Data assimilation is performed for each domain separately, for 4DVar the domains should not be moving, thus fg and fg02 (and possible ep files) should come from fixed domain runs. For 4DEnVar, the eps should also come from fixed domain runs. On the other hand, the ensemble forecast and deterministic runs from analysis should still be moving domain runs. In the schematic diagram (in 1), pink denotes moving domain runs and yellow denote fixed domain runs.

CPU choreography

Ensemble forecast requires NUM_ENS*wrf_ntasks, all cpus on a node are utilized: wrf_ppn=HOSTPPN. If run_cycle.sh header specifies total_ntasks=NUM_ENS*wrf_ntasks, all runs will complete at the same time. If total_ntasks is smaller, the runs will complete in more than one batchs.

For EnKF/4DVar, due to larger memory demand we need to use smaller ppn, say enkf_ppn=4 (HOSTPPN=16). enkf_ntasks=NMCPU*NICPU*NJCPU and is usually set to (NUM_ENS+1)*1*1 (no domain decomposition). If total_ntasks is set to NUM_ENS*HOSTPPN (NUM_ENS nodes), 3 EnKFs can be run simultaneously with each EnKF occupying (NUM_ENS+1) CPUs or (NUM_ENS+1)/(HOSTPPN/enkf_ppn) nodes.

So far, no choreography designed for hybrid runs, since 4DVar and EnKF can be run simultaneously, it's hard to avoid conflicts over resources. So recommend using JOB_SUBMIT_MODE=2 for hybrid runs.


Installation tips and test case:

  1. Unpackage and compile all necessary code packages

  2. Modify run_cycle.sh header to assign CPU resources. The header should conform to your system's requirements. Modify the total_ntasks part (the name of system variable may be different). If necessary, modify job_submit.sh or even add your own execution lines.

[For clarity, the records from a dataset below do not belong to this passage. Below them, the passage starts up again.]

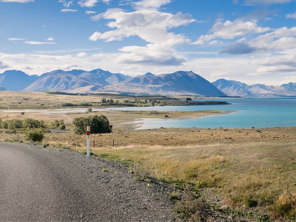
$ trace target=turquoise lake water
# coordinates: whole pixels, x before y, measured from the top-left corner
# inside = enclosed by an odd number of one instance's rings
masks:
[[[223,110],[238,112],[198,119],[147,118],[136,121],[138,128],[265,128],[296,126],[296,97],[245,97],[196,100],[225,101],[231,105],[119,107],[112,110],[192,111]]]

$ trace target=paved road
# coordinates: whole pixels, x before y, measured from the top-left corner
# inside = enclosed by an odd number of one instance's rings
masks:
[[[0,221],[177,220],[169,188],[128,171],[68,150],[0,143]]]

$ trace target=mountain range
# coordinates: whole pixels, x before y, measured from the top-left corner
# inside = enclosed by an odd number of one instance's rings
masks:
[[[296,83],[289,83],[281,86],[263,84],[248,85],[234,80],[220,79],[212,84],[229,96],[291,96],[296,95]]]
[[[132,77],[100,69],[90,71],[55,70],[40,76],[29,75],[20,71],[7,70],[0,74],[0,91],[5,90],[206,96],[296,96],[296,83],[278,86],[248,85],[224,79],[211,83],[192,71],[157,75],[147,73]]]

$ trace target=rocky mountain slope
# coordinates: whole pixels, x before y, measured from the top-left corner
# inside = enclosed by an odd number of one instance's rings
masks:
[[[27,75],[22,71],[7,70],[0,74],[0,85],[3,87],[0,90],[22,91],[31,84],[38,77],[37,75]]]
[[[41,75],[24,91],[52,90],[80,92],[95,91],[104,86],[118,83],[131,78],[121,73],[112,73],[100,69],[89,72],[74,70],[56,70]],[[83,87],[88,87],[81,91]]]
[[[233,80],[220,79],[212,83],[230,96],[296,96],[296,83],[289,83],[281,86],[254,84],[248,86]]]
[[[100,90],[152,94],[226,96],[208,81],[191,71],[179,71],[158,75],[147,73],[104,86]]]

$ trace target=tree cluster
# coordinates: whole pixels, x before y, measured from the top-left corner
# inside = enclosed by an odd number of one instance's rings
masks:
[[[22,128],[32,128],[44,127],[44,121],[33,119],[25,119],[21,120],[16,119],[7,120],[3,121],[0,119],[0,127],[4,129],[20,129]]]
[[[88,117],[78,117],[73,121],[74,132],[76,134],[85,134],[86,127],[90,127],[91,134],[110,133],[112,132],[112,126],[106,116],[96,115]]]

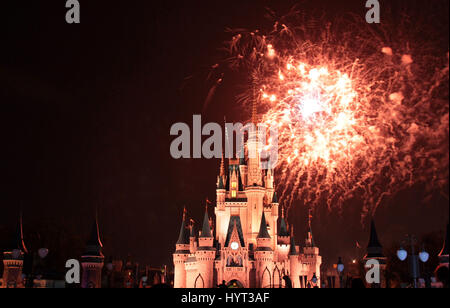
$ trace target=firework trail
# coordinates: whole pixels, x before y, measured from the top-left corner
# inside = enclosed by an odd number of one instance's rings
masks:
[[[417,183],[447,188],[448,40],[403,17],[374,27],[293,10],[266,33],[230,30],[220,67],[247,74],[238,103],[256,99],[261,122],[278,127],[286,206],[357,198],[364,218]]]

  3. Modify configuration files to setup your experiment, change paths to the code packages, data files. Some model/DA options are given in the configuration file, if you want to personalize an option that's not in the configuration file, go modify the corresponding namelist generator/ module. The lowest part assigns CPU usage to different components (WRF runs, EnKF, 4DVar, etc)

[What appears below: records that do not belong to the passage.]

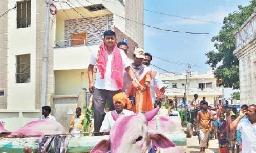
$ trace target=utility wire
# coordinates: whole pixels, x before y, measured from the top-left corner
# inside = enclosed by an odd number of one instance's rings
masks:
[[[176,75],[179,75],[179,74],[175,73],[172,72],[170,72],[169,71],[166,70],[165,70],[165,69],[163,69],[163,68],[162,68],[161,67],[158,67],[157,66],[156,66],[156,65],[154,65],[154,64],[150,64],[150,65],[152,65],[153,66],[154,66],[154,67],[156,67],[156,68],[158,68],[159,69],[160,69],[160,70],[162,70],[163,71],[165,71],[166,72],[169,73],[173,73],[173,74],[176,74]]]
[[[70,18],[69,17],[69,16],[68,16],[68,14],[67,14],[67,13],[66,12],[65,10],[64,9],[64,8],[63,8],[62,6],[62,5],[61,5],[61,3],[60,2],[59,2],[58,3],[59,3],[59,5],[60,5],[60,7],[61,7],[61,8],[62,9],[63,11],[63,12],[64,12],[64,13],[65,13],[66,15],[67,16],[67,17],[68,17],[68,18],[69,19],[69,20],[70,20]]]
[[[199,19],[193,18],[190,18],[190,17],[184,17],[184,16],[179,16],[179,15],[173,15],[173,14],[157,12],[157,11],[152,11],[152,10],[147,10],[147,9],[144,9],[144,10],[145,10],[146,11],[148,11],[148,12],[151,12],[157,13],[157,14],[160,14],[165,15],[169,16],[179,17],[179,18],[181,18],[184,19],[188,19],[188,20],[194,20],[194,21],[200,21],[200,22],[208,22],[208,23],[214,23],[214,24],[222,24],[222,23],[219,23],[219,22],[214,22],[214,21],[207,21],[207,20]]]
[[[10,9],[8,9],[7,11],[5,11],[4,13],[0,15],[0,17],[2,17],[3,16],[5,15],[5,14],[7,14],[9,12],[9,11],[11,11],[11,10],[16,9],[16,8],[17,8],[16,5],[14,7],[10,8]]]

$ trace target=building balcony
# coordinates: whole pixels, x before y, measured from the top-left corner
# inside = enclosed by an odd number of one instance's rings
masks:
[[[62,46],[54,49],[54,70],[87,69],[92,52],[99,44]]]
[[[184,88],[172,88],[167,89],[165,95],[167,96],[183,96],[185,92]],[[189,88],[188,93],[189,96],[193,96],[195,94],[201,96],[219,96],[222,95],[222,89],[221,88]]]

  4. Submit/execute run_cycle.sh

  5. Check job status either by looking at standard error/output from run_cycle.sh, or use jstat to get a more dynamic look of each component's status

  6. Once completed, you will have analysis for each assimilation cycle, then run_forecast.sh to run forecast from these analyses.

Test case - Hurricane Katrina (2005)

A sample configuration file has been setup for the Katrina case: config/katrina_enkf

Test case data set can be found here: http://hfip.psu.edu/yxy159/katrinaTestData.tar

Once you completed steps 1 and 2, set DATA_DIR to the test data directory, then just submit/execute run_cycle.sh.